Another example is a shipboard crane with a 25 mm rope and 350 meter storage. A double fold line drum of 700 mm diameter and 1,800 mm barrel length stores the rope in 5 layers. A single helical drum would need 6 layers and a larger flange diameter, which would not fit within the deck space.

Common Questions

Q What is the difference between double fold line and Lebus groove
A They are the same. Lebus is a brand name, but the term double fold line describes the geometry. Both refer to the crossover pattern.

Q Can I add a double fold line pattern to an existing plain drum
A No. The pattern must be machined into the drum surface. Adding it requires removing material from the entire barrel, which changes the drum diameter and may weaken the shell.

Q How many layers can a double fold line drum handle
A Up to 10 layers have been successfully used. Beyond 10 layers, the radial pressure becomes very high, and rope damage occurs regardless of groove pattern.

Q Does the double fold line pattern work with all rope constructions
A It works best with 6x36 and 6x41 ropes. Very stiff ropes like 6x7 may not bend enough to follow the crossover path. For such ropes, use a single helical groove with fewer layers.

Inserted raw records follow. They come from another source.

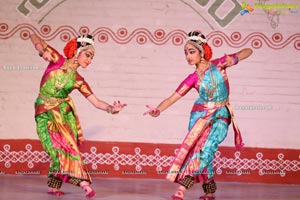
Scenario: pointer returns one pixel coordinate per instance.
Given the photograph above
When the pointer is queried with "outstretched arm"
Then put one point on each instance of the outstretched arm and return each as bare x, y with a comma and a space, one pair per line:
102, 105
155, 112
41, 46
233, 59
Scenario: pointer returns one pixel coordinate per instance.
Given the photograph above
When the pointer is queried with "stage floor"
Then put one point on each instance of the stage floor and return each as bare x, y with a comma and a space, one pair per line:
16, 187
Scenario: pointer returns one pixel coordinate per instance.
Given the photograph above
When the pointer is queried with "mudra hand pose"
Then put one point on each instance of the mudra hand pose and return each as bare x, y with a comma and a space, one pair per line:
57, 122
210, 116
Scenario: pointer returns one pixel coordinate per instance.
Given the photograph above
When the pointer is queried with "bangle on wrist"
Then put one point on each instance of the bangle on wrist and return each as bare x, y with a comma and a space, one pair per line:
109, 109
236, 59
41, 53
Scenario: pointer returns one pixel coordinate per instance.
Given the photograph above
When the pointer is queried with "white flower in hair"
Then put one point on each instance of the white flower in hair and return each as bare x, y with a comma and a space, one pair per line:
197, 38
84, 40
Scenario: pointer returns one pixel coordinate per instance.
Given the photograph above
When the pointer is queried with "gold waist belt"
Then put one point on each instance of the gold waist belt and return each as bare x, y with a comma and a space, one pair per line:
51, 100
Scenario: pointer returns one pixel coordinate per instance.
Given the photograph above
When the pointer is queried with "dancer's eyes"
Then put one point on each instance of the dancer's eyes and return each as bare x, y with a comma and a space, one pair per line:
189, 52
89, 55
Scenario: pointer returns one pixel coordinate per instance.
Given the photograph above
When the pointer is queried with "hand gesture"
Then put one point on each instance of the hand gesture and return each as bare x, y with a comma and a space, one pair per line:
154, 112
226, 61
117, 107
48, 56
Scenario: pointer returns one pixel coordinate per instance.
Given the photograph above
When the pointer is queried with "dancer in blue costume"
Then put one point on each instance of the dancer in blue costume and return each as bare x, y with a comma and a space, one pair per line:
210, 116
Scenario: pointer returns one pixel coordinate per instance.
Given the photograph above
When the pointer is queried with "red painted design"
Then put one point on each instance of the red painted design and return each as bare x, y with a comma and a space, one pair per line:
158, 37
149, 160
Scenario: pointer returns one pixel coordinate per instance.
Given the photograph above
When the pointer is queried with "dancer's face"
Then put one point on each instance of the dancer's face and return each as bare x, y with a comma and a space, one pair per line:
192, 54
86, 56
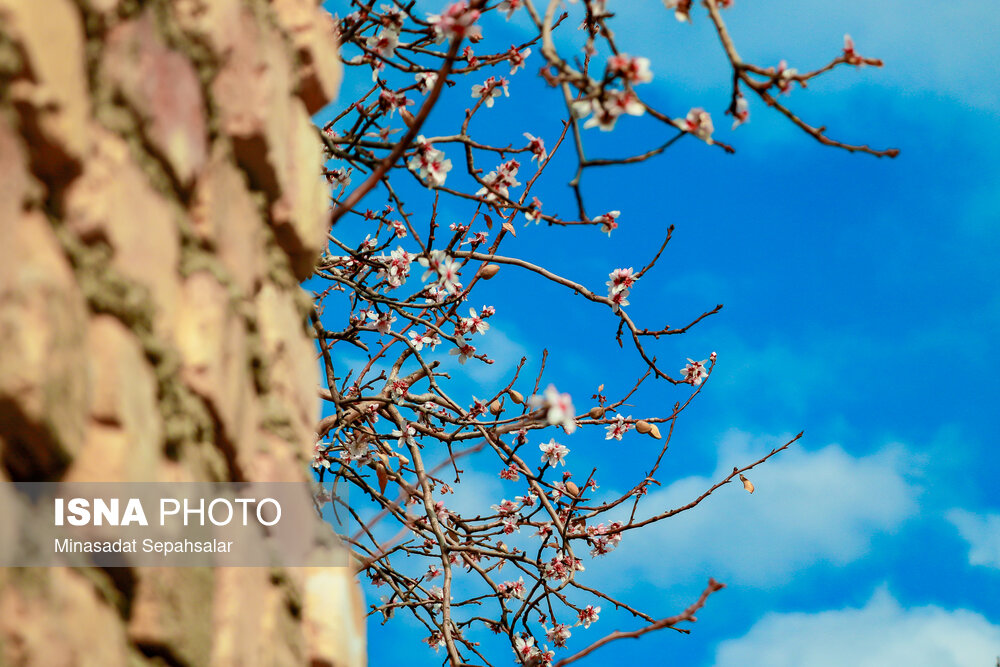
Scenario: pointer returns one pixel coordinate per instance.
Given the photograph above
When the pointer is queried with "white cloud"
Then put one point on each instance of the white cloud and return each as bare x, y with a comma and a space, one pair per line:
982, 532
880, 634
822, 506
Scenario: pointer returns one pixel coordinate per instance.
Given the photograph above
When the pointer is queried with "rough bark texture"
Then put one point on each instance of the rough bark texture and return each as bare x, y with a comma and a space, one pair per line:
160, 199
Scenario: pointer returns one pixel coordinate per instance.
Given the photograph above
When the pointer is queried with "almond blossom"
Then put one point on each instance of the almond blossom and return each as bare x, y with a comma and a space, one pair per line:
390, 101
513, 589
588, 615
384, 45
850, 55
698, 122
560, 411
517, 58
490, 89
608, 221
430, 164
406, 436
558, 635
457, 21
694, 373
741, 111
511, 473
383, 321
537, 147
473, 323
418, 340
786, 77
617, 428
619, 300
632, 70
442, 268
392, 17
399, 268
620, 280
500, 181
426, 81
553, 453
682, 9
463, 352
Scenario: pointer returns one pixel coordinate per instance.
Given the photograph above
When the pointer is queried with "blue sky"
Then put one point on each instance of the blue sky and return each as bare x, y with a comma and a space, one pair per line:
861, 302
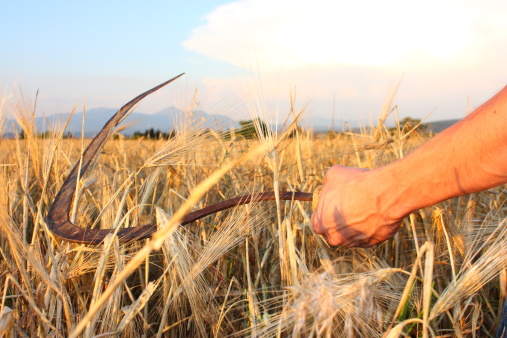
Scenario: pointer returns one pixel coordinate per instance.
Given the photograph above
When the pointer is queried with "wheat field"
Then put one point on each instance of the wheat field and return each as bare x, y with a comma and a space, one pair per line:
256, 270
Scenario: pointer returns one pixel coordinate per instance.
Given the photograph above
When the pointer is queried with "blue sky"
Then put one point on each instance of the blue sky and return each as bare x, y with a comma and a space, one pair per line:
447, 54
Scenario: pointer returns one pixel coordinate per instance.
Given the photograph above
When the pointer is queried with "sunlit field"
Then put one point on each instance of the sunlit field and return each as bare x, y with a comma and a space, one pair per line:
255, 270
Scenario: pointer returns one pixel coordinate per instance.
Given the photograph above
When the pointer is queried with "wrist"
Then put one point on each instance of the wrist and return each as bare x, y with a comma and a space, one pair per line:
397, 193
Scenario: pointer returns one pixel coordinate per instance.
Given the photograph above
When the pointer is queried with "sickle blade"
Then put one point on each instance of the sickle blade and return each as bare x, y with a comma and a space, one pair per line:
58, 220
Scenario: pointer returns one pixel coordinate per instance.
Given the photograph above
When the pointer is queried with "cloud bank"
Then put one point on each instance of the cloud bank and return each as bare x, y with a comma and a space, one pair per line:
352, 50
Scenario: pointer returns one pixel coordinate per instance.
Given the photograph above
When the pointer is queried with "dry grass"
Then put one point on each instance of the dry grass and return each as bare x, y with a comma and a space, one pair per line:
256, 270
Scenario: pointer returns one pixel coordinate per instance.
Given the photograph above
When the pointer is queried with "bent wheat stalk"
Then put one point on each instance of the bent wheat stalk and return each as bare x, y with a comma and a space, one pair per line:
58, 219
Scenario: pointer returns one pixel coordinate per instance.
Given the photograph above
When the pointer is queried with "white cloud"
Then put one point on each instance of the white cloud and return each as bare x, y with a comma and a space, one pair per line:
295, 34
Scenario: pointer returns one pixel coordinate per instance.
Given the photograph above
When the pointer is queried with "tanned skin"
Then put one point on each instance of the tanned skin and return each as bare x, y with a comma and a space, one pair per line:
361, 208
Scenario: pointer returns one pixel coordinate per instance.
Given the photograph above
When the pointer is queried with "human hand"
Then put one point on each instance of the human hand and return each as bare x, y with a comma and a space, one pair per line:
352, 210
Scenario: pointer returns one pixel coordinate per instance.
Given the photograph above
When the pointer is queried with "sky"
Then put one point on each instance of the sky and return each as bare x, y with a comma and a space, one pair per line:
341, 58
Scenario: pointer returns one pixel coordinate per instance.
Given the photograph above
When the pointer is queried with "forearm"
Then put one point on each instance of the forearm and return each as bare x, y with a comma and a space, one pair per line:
468, 157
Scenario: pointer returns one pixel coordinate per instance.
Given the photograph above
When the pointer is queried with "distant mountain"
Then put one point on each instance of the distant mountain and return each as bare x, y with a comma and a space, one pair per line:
321, 124
439, 126
165, 120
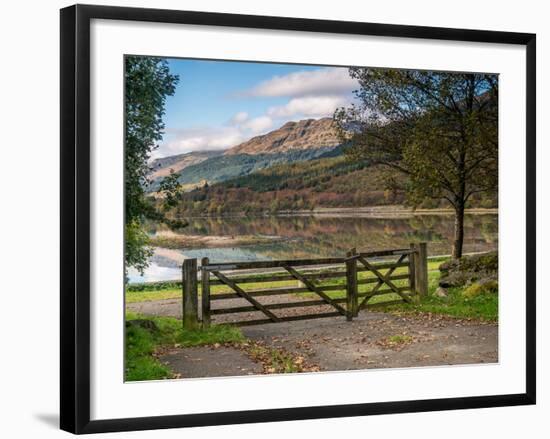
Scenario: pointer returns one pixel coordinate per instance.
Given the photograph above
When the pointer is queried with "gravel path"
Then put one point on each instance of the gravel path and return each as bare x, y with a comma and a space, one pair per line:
335, 344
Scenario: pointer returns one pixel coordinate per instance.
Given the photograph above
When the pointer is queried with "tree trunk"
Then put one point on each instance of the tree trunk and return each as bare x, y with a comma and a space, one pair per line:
459, 231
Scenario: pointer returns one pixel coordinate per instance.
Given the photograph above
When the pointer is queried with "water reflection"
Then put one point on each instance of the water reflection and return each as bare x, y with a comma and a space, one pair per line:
286, 237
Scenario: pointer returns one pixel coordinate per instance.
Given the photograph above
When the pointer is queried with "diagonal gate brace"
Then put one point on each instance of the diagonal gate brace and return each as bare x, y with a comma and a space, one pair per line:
382, 280
246, 296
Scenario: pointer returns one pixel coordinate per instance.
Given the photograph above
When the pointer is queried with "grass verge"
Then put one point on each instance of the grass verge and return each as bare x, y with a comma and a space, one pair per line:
144, 343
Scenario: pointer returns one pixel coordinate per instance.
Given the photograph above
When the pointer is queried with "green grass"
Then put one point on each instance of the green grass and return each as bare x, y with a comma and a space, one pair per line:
481, 307
142, 344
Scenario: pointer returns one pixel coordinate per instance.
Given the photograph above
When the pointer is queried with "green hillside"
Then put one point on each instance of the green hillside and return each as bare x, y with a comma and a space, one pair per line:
304, 185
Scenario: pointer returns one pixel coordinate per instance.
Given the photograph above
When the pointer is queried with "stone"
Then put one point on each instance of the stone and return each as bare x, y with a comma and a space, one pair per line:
142, 323
469, 269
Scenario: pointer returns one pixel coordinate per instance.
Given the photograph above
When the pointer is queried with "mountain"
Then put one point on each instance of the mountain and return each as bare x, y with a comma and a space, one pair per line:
293, 142
292, 136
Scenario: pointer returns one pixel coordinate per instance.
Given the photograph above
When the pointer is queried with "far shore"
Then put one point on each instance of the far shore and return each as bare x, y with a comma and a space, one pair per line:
381, 212
384, 211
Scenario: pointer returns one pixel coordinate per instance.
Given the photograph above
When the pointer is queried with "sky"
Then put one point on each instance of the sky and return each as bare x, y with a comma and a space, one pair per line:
219, 104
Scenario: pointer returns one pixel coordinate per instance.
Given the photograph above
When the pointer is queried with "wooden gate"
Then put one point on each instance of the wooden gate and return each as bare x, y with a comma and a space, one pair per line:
278, 290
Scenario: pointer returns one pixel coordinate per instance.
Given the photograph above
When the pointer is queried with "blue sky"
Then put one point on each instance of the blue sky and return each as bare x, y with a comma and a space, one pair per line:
219, 104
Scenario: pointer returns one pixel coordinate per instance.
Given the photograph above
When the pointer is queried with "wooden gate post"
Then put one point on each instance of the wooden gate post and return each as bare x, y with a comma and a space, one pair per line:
351, 286
420, 269
205, 292
190, 294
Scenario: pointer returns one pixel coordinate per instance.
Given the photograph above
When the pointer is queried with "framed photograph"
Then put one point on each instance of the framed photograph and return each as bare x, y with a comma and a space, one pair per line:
268, 219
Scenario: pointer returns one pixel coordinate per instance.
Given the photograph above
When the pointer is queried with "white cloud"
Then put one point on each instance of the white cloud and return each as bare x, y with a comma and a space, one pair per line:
326, 81
258, 125
213, 138
309, 106
200, 139
239, 118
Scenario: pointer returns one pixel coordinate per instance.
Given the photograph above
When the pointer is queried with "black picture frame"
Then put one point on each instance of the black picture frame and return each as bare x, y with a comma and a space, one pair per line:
75, 217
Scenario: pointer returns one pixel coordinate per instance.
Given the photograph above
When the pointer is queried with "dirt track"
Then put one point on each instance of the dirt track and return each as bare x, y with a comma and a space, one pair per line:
335, 344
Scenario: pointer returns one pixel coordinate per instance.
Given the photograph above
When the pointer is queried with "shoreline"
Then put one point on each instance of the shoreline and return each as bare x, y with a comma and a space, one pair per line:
381, 212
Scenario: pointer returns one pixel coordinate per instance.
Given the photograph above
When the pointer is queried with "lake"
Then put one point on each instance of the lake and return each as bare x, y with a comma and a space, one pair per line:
226, 239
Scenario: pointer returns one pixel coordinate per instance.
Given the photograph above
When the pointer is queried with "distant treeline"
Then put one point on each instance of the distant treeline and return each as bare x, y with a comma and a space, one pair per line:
303, 185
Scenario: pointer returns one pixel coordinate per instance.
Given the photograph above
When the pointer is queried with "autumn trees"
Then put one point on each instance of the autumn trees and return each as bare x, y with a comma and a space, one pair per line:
438, 129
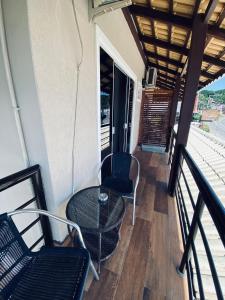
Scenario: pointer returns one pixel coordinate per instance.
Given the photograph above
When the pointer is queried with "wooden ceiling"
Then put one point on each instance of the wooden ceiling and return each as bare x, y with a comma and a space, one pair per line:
164, 29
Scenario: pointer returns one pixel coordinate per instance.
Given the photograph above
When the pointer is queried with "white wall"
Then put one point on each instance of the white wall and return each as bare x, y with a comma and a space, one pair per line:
44, 51
11, 152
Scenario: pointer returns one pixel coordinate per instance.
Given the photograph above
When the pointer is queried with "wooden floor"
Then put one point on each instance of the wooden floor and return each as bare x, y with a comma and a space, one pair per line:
143, 266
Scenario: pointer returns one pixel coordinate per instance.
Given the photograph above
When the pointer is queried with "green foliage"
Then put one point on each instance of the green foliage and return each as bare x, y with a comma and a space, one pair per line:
196, 117
218, 97
205, 127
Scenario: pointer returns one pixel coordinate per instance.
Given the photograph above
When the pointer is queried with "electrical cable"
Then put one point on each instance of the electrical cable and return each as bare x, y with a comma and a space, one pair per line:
77, 93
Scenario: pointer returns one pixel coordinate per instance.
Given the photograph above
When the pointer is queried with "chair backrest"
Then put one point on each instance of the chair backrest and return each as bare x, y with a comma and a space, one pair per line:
14, 255
121, 163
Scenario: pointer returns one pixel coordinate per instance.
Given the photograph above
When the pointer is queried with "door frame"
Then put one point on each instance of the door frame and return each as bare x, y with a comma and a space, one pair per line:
103, 42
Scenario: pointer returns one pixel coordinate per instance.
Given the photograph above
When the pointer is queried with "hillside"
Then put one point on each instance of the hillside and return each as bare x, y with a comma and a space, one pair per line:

Q What is the typical manufacturing cost increase for a double fold line drum compared to a helical drum
A The cost is 25 to 35 percent higher due to longer machining time and the need for a CNC with C axis. For a drum costing 5,000 USD in helical form, the double fold line version is about 6,500 USD.

Technical Insight Crossover Zone Wear Pattern

The crossover zone experiences higher contact pressure because the rope changes direction. Measurement of a double fold line drum after 10,000 cycles showed that the crossover zone had 0.05 mm more wear than the main groove. The wear was concentrated on the leading edge of the crossover where the rope first contacts. To extend life, some manufacturers apply a hardfacing weld overlay only on the crossover zone. Tungsten carbide hardfacing of 1 mm thickness increases crossover zone hardness to 55 HRC and reduces wear by 80 percent. The cost of hardfacing is 200 USD per drum, which pays for itself if the drum lasts twice as long.

Conclusion

Double fold line grooved crane drums enable multi layer winding up to 10 layers without rope damage. The crossover zone design reduces crossovers from over 10 per 100 wraps to less than 1. Field data confirms a 5 to 8 times increase in rope life compared to single helical grooves for high layer applications. Proper manufacturing tolerances and optional hardfacing of the crossover zone further extend drum service life.